Immanquablement, Copenhague, repaire de grands chefs et ville œnophile, se devait de figurer dans l’itinéraire gourmand construit au fil des ans par les vignerons de l’AOC Crozes-Hermitage.
Après Paris, Bruxelles, Londres, Berlin et Stockholm, nous sommes donc partis à la découverte de la capitale danoise, et nous y avons fait la connaissance d’hommes et de femmes qui, comme nous, ont l’amour du bon vin et des jolies choses. De cette escapade amicale, nous avons ramené quelques portraits ainsi qu'une sélection de belles adresses (bars à vin et restos) dont on espère que vous ferez bon usage.
Le guide des bars à vin
À Copenhague, chaque quartier a son bar à vin, sinon plusieurs. L’esprit : sélection stylée et ambiance ultra-hygge. Notre sélection.

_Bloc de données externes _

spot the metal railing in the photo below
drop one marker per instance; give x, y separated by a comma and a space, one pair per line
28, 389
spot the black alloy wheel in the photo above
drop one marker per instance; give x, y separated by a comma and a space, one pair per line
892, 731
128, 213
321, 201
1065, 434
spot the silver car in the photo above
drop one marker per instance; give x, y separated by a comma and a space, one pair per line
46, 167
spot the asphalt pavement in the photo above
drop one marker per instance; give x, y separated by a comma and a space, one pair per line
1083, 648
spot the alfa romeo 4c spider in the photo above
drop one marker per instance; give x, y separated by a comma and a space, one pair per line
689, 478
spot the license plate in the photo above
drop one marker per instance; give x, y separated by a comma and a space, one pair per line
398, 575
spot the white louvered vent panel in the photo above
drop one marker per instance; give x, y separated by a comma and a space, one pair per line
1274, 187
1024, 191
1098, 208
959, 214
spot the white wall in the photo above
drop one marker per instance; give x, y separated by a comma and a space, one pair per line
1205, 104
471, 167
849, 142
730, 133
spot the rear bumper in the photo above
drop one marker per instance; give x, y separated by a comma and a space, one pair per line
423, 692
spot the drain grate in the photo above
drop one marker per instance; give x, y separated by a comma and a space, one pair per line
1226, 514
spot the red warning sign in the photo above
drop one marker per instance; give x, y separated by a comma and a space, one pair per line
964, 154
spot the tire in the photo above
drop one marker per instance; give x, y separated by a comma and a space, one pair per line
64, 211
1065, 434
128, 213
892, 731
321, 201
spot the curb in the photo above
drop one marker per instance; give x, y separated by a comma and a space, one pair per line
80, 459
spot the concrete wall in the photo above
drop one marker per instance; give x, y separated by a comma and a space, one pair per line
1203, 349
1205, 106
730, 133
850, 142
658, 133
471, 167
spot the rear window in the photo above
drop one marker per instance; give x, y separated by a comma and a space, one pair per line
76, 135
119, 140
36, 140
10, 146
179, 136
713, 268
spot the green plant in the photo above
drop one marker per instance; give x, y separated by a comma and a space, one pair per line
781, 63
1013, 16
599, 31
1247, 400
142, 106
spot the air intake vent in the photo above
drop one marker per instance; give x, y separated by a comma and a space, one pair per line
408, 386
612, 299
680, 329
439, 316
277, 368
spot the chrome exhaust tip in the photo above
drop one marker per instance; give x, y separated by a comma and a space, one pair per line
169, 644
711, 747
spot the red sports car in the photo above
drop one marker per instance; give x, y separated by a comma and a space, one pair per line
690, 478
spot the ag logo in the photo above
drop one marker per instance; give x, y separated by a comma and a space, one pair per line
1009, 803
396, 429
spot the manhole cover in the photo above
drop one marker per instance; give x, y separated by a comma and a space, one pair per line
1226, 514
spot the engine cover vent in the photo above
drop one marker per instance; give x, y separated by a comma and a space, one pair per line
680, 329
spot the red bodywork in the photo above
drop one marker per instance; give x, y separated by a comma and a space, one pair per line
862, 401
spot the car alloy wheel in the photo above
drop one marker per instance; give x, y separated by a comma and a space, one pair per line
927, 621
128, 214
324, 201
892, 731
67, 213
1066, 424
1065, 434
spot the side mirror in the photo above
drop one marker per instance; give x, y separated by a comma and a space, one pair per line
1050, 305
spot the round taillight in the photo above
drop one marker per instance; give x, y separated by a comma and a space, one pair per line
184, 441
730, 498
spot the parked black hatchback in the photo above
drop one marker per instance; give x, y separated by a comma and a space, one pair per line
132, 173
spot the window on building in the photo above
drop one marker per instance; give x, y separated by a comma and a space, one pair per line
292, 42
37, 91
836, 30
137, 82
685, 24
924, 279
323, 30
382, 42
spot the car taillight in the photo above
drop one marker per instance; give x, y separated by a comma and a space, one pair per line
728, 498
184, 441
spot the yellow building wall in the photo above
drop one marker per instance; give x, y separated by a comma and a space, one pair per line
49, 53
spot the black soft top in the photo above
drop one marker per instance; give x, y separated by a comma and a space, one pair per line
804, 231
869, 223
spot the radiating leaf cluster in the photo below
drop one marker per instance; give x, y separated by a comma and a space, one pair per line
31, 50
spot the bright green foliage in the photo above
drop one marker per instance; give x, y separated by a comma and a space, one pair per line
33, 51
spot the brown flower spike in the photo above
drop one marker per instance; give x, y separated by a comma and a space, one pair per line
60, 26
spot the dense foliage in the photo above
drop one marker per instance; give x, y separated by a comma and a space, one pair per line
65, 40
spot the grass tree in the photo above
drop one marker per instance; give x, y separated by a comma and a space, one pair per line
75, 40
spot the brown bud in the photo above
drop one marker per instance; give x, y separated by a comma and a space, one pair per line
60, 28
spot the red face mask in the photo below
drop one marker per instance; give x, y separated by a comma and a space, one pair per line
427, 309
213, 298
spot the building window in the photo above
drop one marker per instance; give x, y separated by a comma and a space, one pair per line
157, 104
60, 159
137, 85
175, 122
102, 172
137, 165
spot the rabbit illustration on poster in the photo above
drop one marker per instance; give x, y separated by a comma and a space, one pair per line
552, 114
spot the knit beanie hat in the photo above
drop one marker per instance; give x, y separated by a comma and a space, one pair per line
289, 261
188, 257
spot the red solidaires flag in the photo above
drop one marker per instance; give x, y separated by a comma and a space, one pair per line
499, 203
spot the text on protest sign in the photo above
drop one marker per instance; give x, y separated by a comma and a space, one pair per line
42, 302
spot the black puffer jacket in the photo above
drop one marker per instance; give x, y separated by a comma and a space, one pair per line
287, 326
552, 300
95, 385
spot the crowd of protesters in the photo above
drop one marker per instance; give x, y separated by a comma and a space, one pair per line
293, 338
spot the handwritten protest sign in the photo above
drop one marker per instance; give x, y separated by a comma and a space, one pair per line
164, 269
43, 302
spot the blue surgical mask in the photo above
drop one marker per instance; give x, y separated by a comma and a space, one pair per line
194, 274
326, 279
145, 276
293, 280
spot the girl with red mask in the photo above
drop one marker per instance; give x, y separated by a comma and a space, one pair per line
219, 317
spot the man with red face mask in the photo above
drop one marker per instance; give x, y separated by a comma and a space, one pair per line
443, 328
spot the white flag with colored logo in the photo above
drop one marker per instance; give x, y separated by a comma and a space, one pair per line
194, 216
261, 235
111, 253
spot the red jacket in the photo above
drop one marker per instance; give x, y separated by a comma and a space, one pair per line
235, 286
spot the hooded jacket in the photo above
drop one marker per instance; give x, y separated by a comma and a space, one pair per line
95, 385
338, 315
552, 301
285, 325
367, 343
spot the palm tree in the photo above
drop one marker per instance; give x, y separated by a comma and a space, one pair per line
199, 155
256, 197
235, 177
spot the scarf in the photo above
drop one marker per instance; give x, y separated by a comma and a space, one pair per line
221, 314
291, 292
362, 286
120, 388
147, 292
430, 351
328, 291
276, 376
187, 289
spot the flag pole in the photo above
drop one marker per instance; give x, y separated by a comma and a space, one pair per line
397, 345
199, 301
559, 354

Dans les bars à vin de Copenhague, la diversité de l’offre est remarquable, grâce notamment à la myriade de petits importateurs qui fournissent les professionnels.
Chez nous, il est en effet très facile de créer une entreprise et beaucoup de Danois, de retour de vacances à l’étranger, fondent une société pour importer les vins qu’ils ont bus. Pas question toutefois de se laisser impressionner par les cartes à rallonge. À Copenhague, on peut aussi faire confiance aux sommeliers : ils gèrent !
René Langdahl
“ Copenhague est l'une des villes les plus excitantes au monde pour les amateurs de vin.”
Le guide des restaurants
Chefs stars, relève inspirée et contagieuse énergie font de Copenhague l’une des sensations du moment en matière de cuisine. Notre sélection.
C'est le succès du Noma qui a tout changé. Grâce à la nouvelle cuisine nordique, nos chefs ont appris à accorder de la valeur aux produits scandinaves, et nous aussi. La chose peut surprendre aujourd'hui mais, jusqu’il y a peu, nous autres Danois avions plutôt tendance à les mépriser.
Le rayonnement de la nouvelle cuisine nordique a ainsi permis la reconnaissance de restaurants très cotés - outre le Noma, Geranium, Kadeau et Stud!o - mais aussi d’irriguer en profondeur la scène culinaire. Autant il a longtemps été difficile à Copenhague de trouver des établissement d’un bon rapport qualité-prix, autant la difficulté est dorénavant de réussir à choisir parmi la pléthore de bonnes adresses aux prix tout à fait accessibles !
Rasmus Palsgård
“La nouvelle cuisine nordique a conféré une identité très forte aux chefs de Copenhague.”
Johann Duedahl Jacobsen
Avec ses deux acolytes Patrick Hult et Andreas Waechter, il tient Ancestrale, un bar à vin emblématique de l’évolution du Vesterbro, ex-quartier chaud devenu l’un des plus cools de Copenhague.
« Depuis que j’ai commencé à 17 ans à vivre de la cuisine, j’ai toujours eu lenvie d'un lieu à moi. Au fil des années, l’idée que je me faisais de ce lieu a probablement changé plusieurs fois. Mais ce qui est sûr, c’est que j’ai toujours voulu un endroit dans lequel j’aurais moi-même envie de me rendre. Un endroit où l’on ne propose pas une offre standardisée mais où l’on tient compte de chaque client. Un endroit où l’on cherche toujours à bien faire, qu’il s’agisse du service, de la cuisine ou du vin. Je suis justement un grand passionné de vin et j’essaie toujours de dénicher de nouvelles perles, avec une prédilection pour les régions, les vignerons ou les vins qui savent sortir de l’ordinaire.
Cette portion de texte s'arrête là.